In deze uitspraak van de Rechtbank Den Haag, gedaan op 5 september 2023, wordt het beroep van eiser tegen de maatregel van bewaring beoordeeld. De staatssecretaris van Justitie en Veiligheid had op 25 augustus 2023 de maatregel van bewaring opgelegd op basis van artikel 59, eerste lid, aanhef en onder a, van de Vreemdelingenwet 2000. Eiser, vertegenwoordigd door zijn gemachtigde mr. A. Agayev, betwistte deze maatregel en verzocht tevens om schadevergoeding.

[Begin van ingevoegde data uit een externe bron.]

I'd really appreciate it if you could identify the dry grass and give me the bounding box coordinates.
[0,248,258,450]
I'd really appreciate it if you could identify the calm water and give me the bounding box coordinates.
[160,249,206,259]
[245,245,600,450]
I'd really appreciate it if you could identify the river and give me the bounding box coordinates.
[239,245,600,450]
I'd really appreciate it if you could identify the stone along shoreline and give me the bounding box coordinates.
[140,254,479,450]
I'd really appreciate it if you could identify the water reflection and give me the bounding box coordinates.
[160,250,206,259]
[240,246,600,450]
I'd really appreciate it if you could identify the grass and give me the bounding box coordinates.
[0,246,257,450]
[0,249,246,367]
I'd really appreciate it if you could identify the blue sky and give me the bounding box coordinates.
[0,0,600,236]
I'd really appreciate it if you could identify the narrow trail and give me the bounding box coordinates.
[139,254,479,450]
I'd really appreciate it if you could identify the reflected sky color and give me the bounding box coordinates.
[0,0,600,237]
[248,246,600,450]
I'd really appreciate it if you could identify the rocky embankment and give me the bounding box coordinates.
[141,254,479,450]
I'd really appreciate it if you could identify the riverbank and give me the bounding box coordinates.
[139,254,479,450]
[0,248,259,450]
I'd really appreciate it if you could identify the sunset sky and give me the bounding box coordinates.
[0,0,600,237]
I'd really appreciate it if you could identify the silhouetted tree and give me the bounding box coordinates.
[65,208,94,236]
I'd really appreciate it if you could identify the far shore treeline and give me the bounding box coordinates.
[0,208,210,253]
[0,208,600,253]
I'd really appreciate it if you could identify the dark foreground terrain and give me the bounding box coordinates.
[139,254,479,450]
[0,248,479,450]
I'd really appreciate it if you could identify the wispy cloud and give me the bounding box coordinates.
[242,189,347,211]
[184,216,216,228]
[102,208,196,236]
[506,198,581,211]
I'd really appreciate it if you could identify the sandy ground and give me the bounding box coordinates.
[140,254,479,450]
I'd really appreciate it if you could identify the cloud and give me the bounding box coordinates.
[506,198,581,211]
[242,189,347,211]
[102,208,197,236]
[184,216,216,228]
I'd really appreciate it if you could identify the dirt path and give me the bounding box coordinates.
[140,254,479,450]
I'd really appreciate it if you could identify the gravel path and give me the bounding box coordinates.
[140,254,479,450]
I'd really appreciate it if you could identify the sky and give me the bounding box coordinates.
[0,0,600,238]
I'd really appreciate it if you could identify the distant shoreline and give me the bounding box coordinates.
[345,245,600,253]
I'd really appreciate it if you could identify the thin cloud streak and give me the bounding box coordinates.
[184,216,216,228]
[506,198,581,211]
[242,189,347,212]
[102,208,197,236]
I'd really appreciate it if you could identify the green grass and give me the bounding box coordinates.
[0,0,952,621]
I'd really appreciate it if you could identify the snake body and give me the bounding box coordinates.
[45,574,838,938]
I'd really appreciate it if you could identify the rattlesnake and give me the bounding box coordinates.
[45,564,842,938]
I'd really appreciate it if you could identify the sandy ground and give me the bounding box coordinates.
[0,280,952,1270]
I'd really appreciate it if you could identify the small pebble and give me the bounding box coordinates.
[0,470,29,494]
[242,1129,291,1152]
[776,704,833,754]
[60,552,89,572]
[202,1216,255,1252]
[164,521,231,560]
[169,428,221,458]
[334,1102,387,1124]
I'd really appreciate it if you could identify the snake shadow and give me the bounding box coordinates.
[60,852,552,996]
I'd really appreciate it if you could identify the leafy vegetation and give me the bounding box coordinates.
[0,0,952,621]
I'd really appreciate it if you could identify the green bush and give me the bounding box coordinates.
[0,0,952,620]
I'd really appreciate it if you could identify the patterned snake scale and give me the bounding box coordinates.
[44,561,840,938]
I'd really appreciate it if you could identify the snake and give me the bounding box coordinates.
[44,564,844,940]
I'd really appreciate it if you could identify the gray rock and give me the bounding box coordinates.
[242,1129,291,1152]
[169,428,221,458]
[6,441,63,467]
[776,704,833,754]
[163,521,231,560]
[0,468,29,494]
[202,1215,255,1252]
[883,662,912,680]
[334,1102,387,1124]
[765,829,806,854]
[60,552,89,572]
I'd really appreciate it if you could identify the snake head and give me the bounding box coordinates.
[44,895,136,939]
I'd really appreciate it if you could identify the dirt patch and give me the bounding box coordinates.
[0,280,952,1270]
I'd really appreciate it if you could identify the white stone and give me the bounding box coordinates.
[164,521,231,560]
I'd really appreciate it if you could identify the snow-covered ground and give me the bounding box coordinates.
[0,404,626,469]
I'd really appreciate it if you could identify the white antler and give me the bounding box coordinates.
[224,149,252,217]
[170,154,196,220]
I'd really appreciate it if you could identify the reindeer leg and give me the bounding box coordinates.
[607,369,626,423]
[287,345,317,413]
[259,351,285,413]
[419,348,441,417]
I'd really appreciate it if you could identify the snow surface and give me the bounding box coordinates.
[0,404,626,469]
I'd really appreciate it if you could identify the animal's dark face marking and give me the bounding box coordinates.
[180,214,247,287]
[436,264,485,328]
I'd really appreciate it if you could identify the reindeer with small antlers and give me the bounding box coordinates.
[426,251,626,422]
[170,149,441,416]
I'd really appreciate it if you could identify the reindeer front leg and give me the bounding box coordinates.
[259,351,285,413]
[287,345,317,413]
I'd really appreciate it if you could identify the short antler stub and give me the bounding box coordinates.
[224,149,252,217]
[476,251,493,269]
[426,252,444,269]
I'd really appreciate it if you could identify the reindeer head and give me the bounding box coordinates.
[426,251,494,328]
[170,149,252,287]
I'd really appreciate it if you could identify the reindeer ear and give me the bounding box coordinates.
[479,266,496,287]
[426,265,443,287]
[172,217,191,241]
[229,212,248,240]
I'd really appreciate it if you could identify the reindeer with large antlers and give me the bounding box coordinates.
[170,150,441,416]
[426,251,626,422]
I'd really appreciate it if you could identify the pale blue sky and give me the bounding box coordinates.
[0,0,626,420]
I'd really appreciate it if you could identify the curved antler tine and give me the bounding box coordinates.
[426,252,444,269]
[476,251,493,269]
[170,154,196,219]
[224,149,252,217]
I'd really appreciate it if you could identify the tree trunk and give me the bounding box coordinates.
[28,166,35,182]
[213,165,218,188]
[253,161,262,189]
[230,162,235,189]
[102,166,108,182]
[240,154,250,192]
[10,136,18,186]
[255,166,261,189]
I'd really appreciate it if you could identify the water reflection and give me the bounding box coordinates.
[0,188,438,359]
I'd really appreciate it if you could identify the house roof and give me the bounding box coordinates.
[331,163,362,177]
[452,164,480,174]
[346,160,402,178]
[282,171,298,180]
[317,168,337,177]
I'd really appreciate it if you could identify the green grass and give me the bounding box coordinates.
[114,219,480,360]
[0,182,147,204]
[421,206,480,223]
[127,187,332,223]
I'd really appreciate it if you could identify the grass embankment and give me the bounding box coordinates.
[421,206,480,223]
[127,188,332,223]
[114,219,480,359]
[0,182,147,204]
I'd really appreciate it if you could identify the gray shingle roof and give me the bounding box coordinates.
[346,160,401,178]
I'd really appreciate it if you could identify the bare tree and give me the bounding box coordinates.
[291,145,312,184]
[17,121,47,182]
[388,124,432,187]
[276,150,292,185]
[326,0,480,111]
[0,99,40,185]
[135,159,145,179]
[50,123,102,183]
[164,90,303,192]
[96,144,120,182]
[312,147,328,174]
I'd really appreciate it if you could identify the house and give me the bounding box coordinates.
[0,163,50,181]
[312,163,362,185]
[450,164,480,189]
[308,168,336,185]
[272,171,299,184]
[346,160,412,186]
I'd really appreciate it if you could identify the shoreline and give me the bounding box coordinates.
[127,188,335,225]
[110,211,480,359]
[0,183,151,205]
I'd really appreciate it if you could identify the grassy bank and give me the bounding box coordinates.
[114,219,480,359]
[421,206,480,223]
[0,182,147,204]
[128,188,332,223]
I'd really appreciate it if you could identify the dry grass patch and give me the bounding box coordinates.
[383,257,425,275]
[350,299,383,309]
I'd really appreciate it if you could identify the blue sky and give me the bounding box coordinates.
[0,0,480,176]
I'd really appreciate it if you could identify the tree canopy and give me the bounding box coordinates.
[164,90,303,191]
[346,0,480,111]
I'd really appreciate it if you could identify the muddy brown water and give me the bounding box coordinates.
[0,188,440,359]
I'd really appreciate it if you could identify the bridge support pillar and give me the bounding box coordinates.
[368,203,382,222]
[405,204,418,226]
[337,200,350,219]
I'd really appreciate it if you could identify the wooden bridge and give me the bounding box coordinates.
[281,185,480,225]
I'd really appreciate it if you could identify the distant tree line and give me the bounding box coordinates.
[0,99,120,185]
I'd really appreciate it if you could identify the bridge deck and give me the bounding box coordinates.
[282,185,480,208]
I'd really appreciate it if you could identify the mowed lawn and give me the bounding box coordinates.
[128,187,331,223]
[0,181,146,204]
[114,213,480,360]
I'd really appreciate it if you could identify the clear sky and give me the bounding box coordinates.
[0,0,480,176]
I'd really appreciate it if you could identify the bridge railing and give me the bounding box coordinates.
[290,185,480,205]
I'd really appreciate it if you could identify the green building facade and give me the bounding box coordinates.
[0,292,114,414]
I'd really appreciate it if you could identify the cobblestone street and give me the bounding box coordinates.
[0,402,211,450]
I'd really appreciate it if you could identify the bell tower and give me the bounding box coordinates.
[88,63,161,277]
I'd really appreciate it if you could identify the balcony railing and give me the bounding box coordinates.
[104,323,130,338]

De rechtbank heeft vastgesteld dat de staatssecretaris de maatregel van bewaring onrechtmatig heeft opgelegd. De rechtbank oordeelt dat de staatssecretaris onvoldoende gronden heeft aangevoerd om de maatregel te rechtvaardigen. De zware gronden die aanvankelijk werden genoemd, zijn door de staatssecretaris op de zitting laten vallen, waardoor alleen de lichte grond van onvoldoende middelen van bestaan overbleef. Eiser heeft echter overtuigend aangetoond dat hij wel degelijk over voldoende middelen beschikt, en de rechtbank concludeert dat de staatssecretaris deze feiten niet correct heeft meegewogen.
Als gevolg van deze bevindingen verklaart de rechtbank het beroep gegrond en beveelt de opheffing van de maatregel van bewaring. Eiser heeft recht op een schadevergoeding van € 1.200 voor de onrechtmatige detentie, evenals een vergoeding van € 1.674 voor de proceskosten. De uitspraak benadrukt het belang van een zorgvuldige motivering door de staatssecretaris bij het opleggen van een maatregel van bewaring, en dat de belangen van de vreemdeling in acht moeten worden genomen.
De uitspraak is openbaar gemaakt en partijen zijn geïnformeerd over de mogelijkheid tot hoger beroep.